Conservation at the biological functional level

Every functional site in our FIC template library has also been categorized as one of 16 broadly defined biological functions outlined in Table 2. Comparing the degree of conservation shows two rough groupings of biological function. The first group consists of DNA synthesis and processing, cellular transport and transport mechanism, intracellular communication or signal transduction, RNA processing, protein fate, and energy and metabolism functions. These biological functions are more conserved than the remaining categories, as indicated by higher median conservation scores and information content and a lower substitution rate (Fig. 2).

Table 2.
Categories of biological functions
Figure 2.
Degree of conservation across biological functional categories. Degree of conservation of FICs is compared across 16 biological functional categories (see Table 2 and the text for details) based on its median conservation score mc (upper panel), rate ...

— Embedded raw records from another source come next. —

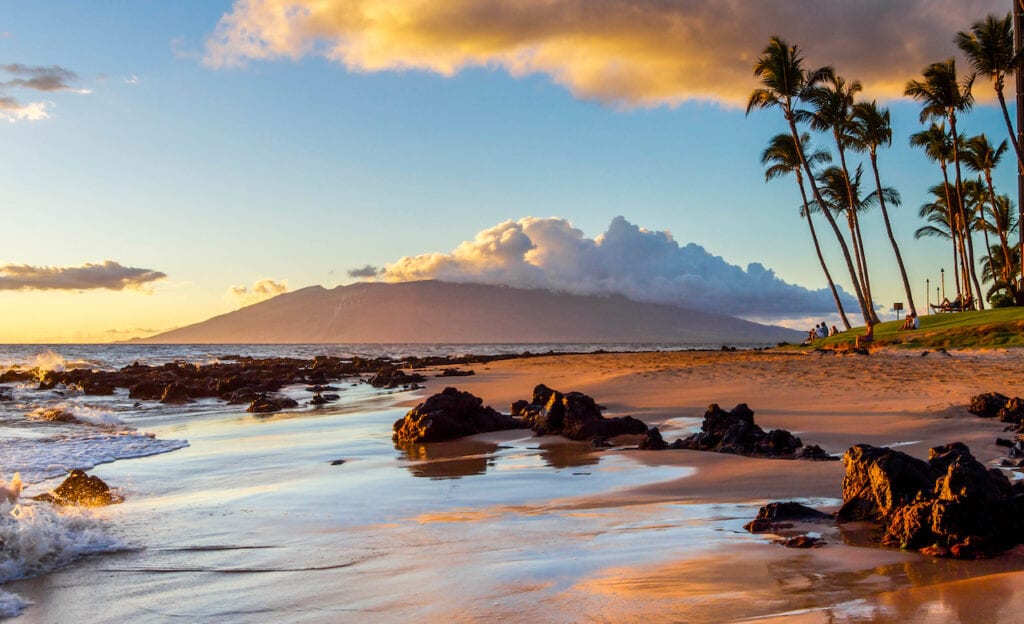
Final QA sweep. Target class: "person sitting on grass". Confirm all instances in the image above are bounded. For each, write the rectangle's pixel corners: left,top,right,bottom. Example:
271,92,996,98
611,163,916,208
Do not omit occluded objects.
899,313,921,332
854,323,874,348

It is surprising to find that functional sites involved with signal transduction are among the more strongly conserved group. Considering the diversity of potential interaction partners, one would assume that the selection pressures would be mitigated to allow modification and/or substitution throughout the signaling cascade more readily. However, the high number of active site and metal binding residues (~28%, see Supplemental Fig. SM2) in this category could bias it toward an overall higher degree of conservation. Functional sites involved in cellular transport and transport mechanisms seem to have a reasonable fraction of metal binding sites (~10%), which may account for their overall higher degree of conservation.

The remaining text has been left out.